当方も含めて,システムカメラを購入している非プロユーザーの多くは「良い写真はもちろん撮りたいが,カメラという精密光学機器自体も好き」なんじゃないでしょうか.
目的が決まっていないから,求める仕様も決まっていない.なので,何でも言えるし言い合いになるわけです.
カメラボディに固定されている撮像素子のサイズを,なぜ135フィルムサイズで考えるのか?そこに意味はありません.
受光面積が大きいほど感度で有利なのは物理的に当然ですから,高感度を求めるなら大型素子がいいわけです.が,要求仕様が決まっていませんからどこまで大きくしていいのか決め手もないのです.結局「買える範囲で」「持てる範囲で」大きくしましょう,となるわけですが,人によって財力も体力も違いますから,統一的な解なんて無いわけです.
135フィルムサイズ用に設計されたレンズを本来の画角で使う.135フィルムサイズの撮像素子にこだわる理由はこれしかありません.
ソニーEマウントはフルサイズにしては口径が小さい.ネット上ではよく目にします.でも,さらに小さいライカMマウントを批判する人はほとんどいません.ブランド力もあるでしょうけど,歴史を生き抜いてきたライカM用レンズ群を通して世界を見てみたい,というシンプルな要求は安易な批判を寄せ付けないのだと思います.
当方も,岳父の形見であるニコンS用レンズやペンタックスTakumarレンズを使ってみたいがためにソニーαを買いました.当時は,135フィルム用レンズを本来の画角で使うためにはα7シリーズしか選択肢がなかったのです.こういう人は結構いるのではないでしょうか.
オールドレンズの「味」とは欠陥である,との言葉は全くもってその通りなのですが,それがエンターテイメントなのです.21世紀になって蒸気機関車がけん引する列車になぜ乗りたがるのか?その「欠陥」の立ち現れ方に,英知の積み重ねと先人の心意気が詰まっているのです.
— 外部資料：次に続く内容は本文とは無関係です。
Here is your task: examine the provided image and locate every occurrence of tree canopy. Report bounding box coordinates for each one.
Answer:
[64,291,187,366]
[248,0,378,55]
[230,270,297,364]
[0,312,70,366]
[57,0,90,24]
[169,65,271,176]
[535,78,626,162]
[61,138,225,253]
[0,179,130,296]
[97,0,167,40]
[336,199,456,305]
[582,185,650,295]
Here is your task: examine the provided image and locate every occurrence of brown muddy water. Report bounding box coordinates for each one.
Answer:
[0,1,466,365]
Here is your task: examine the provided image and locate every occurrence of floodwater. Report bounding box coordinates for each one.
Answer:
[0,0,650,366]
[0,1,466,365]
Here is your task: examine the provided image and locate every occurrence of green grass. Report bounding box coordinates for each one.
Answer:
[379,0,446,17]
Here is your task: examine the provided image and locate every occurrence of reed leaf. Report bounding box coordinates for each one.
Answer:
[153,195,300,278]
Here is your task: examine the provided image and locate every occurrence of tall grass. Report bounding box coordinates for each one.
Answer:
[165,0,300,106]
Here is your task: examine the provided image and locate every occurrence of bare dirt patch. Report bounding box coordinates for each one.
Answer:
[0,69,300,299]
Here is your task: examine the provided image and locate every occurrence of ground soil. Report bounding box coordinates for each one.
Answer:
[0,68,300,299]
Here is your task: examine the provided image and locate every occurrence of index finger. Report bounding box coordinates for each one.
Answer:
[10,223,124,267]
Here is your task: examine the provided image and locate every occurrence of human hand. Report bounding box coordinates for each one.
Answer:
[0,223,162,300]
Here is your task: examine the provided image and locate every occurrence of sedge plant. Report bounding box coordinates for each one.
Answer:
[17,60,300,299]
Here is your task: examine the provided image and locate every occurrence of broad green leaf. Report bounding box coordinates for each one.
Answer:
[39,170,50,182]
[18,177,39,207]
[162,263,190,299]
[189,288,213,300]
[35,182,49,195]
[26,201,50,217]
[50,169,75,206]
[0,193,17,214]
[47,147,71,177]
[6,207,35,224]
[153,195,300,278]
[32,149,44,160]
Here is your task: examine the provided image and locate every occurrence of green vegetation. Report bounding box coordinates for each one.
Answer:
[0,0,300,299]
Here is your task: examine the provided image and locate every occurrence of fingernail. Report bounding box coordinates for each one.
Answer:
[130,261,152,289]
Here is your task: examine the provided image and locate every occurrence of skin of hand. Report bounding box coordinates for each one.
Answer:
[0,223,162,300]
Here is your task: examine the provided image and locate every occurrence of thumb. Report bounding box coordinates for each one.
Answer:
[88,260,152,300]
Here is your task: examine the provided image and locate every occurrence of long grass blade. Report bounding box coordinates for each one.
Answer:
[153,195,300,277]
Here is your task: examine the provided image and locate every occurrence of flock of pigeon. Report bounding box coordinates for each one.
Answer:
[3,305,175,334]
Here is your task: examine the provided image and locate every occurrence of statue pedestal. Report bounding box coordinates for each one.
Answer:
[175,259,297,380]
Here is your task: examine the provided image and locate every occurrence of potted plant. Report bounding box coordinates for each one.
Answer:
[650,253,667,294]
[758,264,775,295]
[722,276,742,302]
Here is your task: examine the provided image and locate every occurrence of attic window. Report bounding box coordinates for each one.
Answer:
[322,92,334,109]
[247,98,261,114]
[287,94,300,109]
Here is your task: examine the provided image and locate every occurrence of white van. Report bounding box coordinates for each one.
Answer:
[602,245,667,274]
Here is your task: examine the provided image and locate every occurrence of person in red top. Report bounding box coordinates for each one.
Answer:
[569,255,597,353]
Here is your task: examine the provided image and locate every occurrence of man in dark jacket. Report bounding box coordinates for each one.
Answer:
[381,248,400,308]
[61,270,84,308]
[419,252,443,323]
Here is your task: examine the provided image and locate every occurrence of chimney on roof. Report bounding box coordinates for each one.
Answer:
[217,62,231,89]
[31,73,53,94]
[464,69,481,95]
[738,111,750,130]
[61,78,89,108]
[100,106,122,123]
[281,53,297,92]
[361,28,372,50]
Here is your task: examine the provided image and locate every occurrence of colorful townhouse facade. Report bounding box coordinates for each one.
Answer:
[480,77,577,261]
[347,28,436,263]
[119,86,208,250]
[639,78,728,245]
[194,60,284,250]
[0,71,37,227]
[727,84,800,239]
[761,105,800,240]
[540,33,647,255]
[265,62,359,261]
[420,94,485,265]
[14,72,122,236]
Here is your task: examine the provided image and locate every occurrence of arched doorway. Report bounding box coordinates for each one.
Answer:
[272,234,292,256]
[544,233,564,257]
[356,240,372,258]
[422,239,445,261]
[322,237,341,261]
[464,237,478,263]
システムカメラは,その「味」を楽しめるツールであり,象徴であるわけです.ならば,その象徴をファッションに取り入れた「カメラ女子」や「オールドレンズ遊び」こそ.非プロユーザーにとってシステムカメラの存在意義なんじゃないか,と思うのです.
カメラメーカーが生き残るには,「味」の象徴でありつづけるための努力や工夫が必要なんじゃないでしょうか.ライカはなんだかうまいことやってますよね.